Georgia Institute of Technology School of Cybersecurity and Privacy
- Type: Public
- Established: 2020
- Chair: Richard DeMillo
- Academic staff: 21
- Location: Atlanta, Georgia, USA
- Website: scp.cc.gatech.edu

= Georgia Institute of Technology School of Cybersecurity and Privacy =

The School of Cybersecurity and Privacy (SCP) is an academic unit located within the College of Computing at the Georgia Institute of Technology. This interdisciplinary unit draws its faculty from the College of Computing as well as the College of Engineering, the School of Public Policy, the Sam Nunn School of International Affairs, the Scheller College of Business, and the Georgia Tech Research Institute (GTRI).
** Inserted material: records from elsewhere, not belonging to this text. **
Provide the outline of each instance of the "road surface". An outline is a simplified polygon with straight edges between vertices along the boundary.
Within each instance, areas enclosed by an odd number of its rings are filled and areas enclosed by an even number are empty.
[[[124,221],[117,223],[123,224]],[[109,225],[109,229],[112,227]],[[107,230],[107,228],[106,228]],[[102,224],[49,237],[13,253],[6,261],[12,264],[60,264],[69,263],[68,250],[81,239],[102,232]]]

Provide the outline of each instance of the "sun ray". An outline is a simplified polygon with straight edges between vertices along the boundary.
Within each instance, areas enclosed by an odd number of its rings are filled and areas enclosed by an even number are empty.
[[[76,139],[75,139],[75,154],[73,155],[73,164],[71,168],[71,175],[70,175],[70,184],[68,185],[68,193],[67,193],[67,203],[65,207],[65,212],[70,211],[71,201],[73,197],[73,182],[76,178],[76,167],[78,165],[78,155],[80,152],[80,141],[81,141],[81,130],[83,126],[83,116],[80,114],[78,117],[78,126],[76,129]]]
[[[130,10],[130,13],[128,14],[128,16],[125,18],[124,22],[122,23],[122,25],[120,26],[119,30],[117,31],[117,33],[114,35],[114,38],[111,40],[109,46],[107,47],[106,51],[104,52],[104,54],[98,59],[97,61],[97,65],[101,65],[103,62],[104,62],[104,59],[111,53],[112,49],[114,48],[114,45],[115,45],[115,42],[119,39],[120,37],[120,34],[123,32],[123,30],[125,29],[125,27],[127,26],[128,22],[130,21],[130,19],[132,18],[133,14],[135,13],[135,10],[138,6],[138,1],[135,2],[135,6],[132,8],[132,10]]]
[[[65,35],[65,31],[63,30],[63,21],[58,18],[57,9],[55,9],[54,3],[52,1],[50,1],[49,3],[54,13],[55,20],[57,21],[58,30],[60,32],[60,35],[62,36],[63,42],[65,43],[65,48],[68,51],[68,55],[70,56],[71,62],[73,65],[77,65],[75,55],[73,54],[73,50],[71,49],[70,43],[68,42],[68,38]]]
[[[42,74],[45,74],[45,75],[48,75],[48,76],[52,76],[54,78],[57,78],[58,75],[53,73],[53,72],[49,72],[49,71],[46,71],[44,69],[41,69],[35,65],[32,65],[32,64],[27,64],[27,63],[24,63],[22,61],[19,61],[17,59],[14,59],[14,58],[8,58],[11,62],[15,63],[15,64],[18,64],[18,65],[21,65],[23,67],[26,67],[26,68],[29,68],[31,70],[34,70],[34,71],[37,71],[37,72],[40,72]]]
Faculty are engaged in both research and teaching activities related to computer security and privacy at the undergraduate and graduate levels. The school's unifying vision is to keep "cyberspace safer and more secure."

== History ==
The School of Cybersecurity and Privacy was founded in 2020 and Richard DeMillo was appointed as the school's founding chair. The creation of the school represented an enlargement and continuation of the vision held by the Institute for Information Security & Privacy (IISP), the former organizing locus of cybersecurity research at Georgia Tech.

== Degrees offered ==
The School of Cybersecurity and Privacy offers bachelor's degrees, master's degrees, and doctoral degrees in several fields. These degrees are technically granted by the School's parent organization, the Georgia Tech College of Computing, and often awarded in conjunction with other academic units within Georgia Tech.

Doctoral degrees
- Doctor of Philosophy (Ph.D.) in Computer Science
- Doctor of Philosophy (Ph.D.) in Electrical & Computer Engineering

Master's degrees
- Master of Science (M.S.) in Computer Science
- Master of Science (M.S.) in Cybersecurity

Bachelor's degrees
- Bachelor of Science (B.S.) in Computer Science

== Research ==
The faculty and students of the school lead and conduct a variety of research in areas including Cyber-physical systems, information security, Internet of Things (IoT), networking, and policy. Notable labs include the GTRI Cyber Technology and Information Security Laboratory (CIPHER) founded in 2010, and the Georgia Tech Information Security Center (GTISC) founded in 1998.

== Location ==
The School of Computational Science & Engineering's administrative offices, as well as those of most of its faculty and graduate students, are located in the CODA Building.